Двадцатипушечных бортов...

— Это гениально. — Гарик восхищенно припал к коньяку, дергая кадыком. — Просто, искренне. Такое хочется петь ночью, у костра. Под гитару, потягивая спирт из мятой фляги. Зяма, ты всегда юн. У тебя большое сердце.

В глазах мужа, последние двадцать лет видевшего костер исключительно по телевизору, обнаружился отсвет пожарищ, пылающий горизонт, кровь на палубе, лезвия абордажных крючьев и троица канониров с дымящимися фитилями. Как все это поместилось в двух, откровенно говоря, небольших глазках, оставалось загадкой.

Зяма принял комплимент достойно, перейдя к припеву, описывающему в художественных образах конфликт капитана с излишне меркантильными матросами:

Счастию не быть бездонным,

Счастие — не океан,

И с командой ночью темной

Не поладил капитан.

Был у капитана кортик,

Был кремневый пистолет,

Весь в крови помятый бортик,

А команды больше нет.

В гостиной отчетливо запахло порохом. Дребезжанье бокалов-пузанчиков напомнило старушечий хохот ветра, шторы взвились грот-бом-брамселями, на люстре закачался опухший флибустьер, повешенный за сокрытие награбленного имущества, и за окном вороний грай, безбожно грассируя, взвился в попугайском экстазе: “Евр-рея на р-рею!”

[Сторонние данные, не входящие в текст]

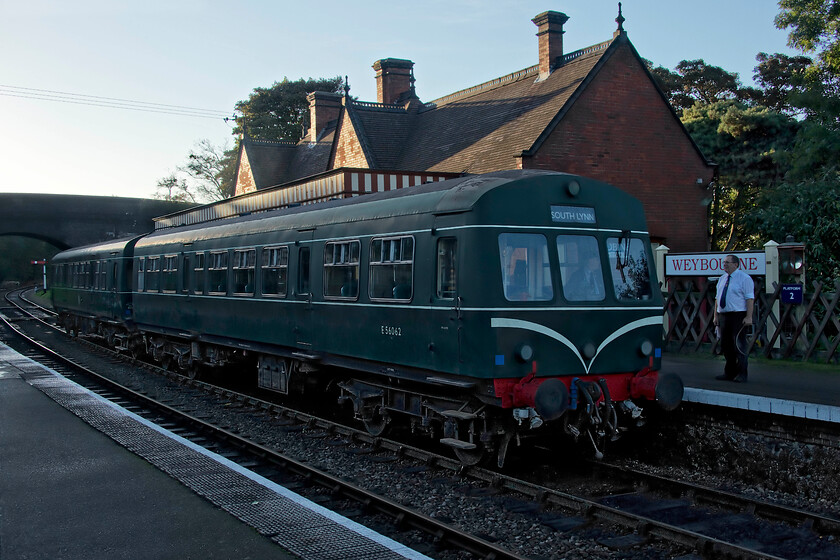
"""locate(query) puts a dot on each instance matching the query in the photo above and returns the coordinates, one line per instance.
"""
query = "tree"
(173, 188)
(207, 176)
(782, 81)
(750, 146)
(810, 211)
(815, 28)
(694, 81)
(281, 112)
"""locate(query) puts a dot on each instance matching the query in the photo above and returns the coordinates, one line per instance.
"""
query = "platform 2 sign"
(792, 293)
(711, 264)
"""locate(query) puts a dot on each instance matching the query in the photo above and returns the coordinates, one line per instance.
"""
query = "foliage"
(751, 147)
(815, 27)
(780, 78)
(18, 254)
(208, 175)
(810, 211)
(281, 112)
(695, 82)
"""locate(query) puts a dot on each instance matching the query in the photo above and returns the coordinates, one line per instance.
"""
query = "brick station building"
(595, 112)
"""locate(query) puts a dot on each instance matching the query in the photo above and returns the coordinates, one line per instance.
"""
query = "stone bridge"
(74, 220)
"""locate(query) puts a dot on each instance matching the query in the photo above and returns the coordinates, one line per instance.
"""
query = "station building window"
(447, 273)
(275, 271)
(217, 272)
(169, 279)
(391, 268)
(526, 270)
(341, 269)
(244, 267)
(580, 268)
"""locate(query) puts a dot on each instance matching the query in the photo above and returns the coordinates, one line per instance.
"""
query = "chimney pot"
(550, 40)
(323, 108)
(394, 79)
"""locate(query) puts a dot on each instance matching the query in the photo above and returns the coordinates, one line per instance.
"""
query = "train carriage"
(477, 308)
(91, 290)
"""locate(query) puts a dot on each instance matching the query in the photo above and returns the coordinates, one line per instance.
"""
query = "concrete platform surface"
(89, 479)
(789, 388)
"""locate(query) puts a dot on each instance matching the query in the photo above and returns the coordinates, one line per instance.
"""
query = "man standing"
(733, 316)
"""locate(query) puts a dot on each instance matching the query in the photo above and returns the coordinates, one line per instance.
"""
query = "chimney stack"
(394, 80)
(323, 108)
(550, 37)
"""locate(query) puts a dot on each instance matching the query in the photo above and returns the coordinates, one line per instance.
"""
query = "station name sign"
(711, 264)
(572, 214)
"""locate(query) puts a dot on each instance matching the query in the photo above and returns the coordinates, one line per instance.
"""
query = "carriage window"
(103, 275)
(97, 266)
(198, 274)
(275, 270)
(217, 275)
(447, 255)
(187, 279)
(169, 281)
(580, 268)
(141, 274)
(630, 268)
(153, 274)
(244, 263)
(341, 270)
(526, 272)
(391, 268)
(303, 271)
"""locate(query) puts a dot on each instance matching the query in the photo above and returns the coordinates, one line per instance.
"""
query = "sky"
(187, 62)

— Я, кажется, знаю, куда ты гнешь! “Летучий Голландец”, да?!

Гарик от волнения привстал в кресле и весь просиял, когда Зяма подтвердил его догадку сперва кивком, а позже и финальным пассажем:

В Карибском море плавал парусник

В двадцатипушечных бортах,

На нем имеются вакансии

На все свободные места.

Больше нет костей на флаге,

Нету мертвой головы,

Череп там бросает лаги,

Кости стали рулевым!

Все семьдесят пять не вернутся домой

Им мчаться по морю, окутанным тьмой!

— Ты обращался к Ипполиту? — Гарик понизил голос, словно намекая на тайну, известную лишь им двоим.

— Да, — качнул носом Зяма. Лицо его в профиль напоминало парусник. В двадцатипушечных бортах. С бушпритом наперевес. В фас же лицо Зиновия Кантора более всего походило на кабину грузового трейлера. — Он сказал, что напишет музыку. Завтра. Или послезавтра. Это будет шлягер. Так сказал Ипполит, а ты знаешь Ипполита.

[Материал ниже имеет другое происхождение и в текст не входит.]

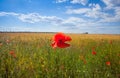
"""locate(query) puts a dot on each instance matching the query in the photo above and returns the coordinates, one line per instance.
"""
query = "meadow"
(30, 55)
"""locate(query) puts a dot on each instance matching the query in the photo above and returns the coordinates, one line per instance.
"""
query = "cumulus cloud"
(110, 4)
(61, 1)
(83, 2)
(33, 17)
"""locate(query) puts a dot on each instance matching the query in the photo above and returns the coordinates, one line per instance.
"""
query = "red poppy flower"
(59, 40)
(94, 53)
(111, 41)
(12, 53)
(108, 63)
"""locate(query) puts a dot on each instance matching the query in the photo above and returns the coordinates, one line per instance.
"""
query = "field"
(30, 55)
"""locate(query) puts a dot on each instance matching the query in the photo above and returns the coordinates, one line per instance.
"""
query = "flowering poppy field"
(59, 55)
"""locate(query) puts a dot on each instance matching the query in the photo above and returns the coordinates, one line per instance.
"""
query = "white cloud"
(93, 12)
(83, 2)
(61, 1)
(33, 17)
(77, 11)
(8, 13)
(110, 4)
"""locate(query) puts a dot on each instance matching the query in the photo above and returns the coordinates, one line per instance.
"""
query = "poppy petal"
(54, 44)
(67, 38)
(63, 45)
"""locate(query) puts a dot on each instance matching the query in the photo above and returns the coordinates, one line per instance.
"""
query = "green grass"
(35, 58)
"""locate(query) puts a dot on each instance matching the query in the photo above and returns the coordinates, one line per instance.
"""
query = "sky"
(69, 16)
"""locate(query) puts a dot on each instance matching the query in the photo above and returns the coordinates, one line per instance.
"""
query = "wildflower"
(7, 41)
(93, 48)
(108, 63)
(59, 40)
(93, 53)
(12, 53)
(1, 44)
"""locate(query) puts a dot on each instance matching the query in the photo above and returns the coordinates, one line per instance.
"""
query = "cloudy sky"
(73, 16)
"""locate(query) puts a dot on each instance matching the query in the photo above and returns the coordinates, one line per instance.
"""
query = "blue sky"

Галина Борисовна тоже знала Ипполита. Ипполит был концертмейстером в детском саду “Жужелица”, а по совместительству — просветленным дзен-буддистом. В его понимании “завтра” не наступало никогда.

— Настя хочет завести шута, — вдруг сказала она. — Игорек, слышишь? Наша дочь собралась обзавестись шутом. Будет выгуливать его на поводке, как Вован. Наносить побои средней степени. Разгружать психику. Игорек, ты что-нибудь понимаешь?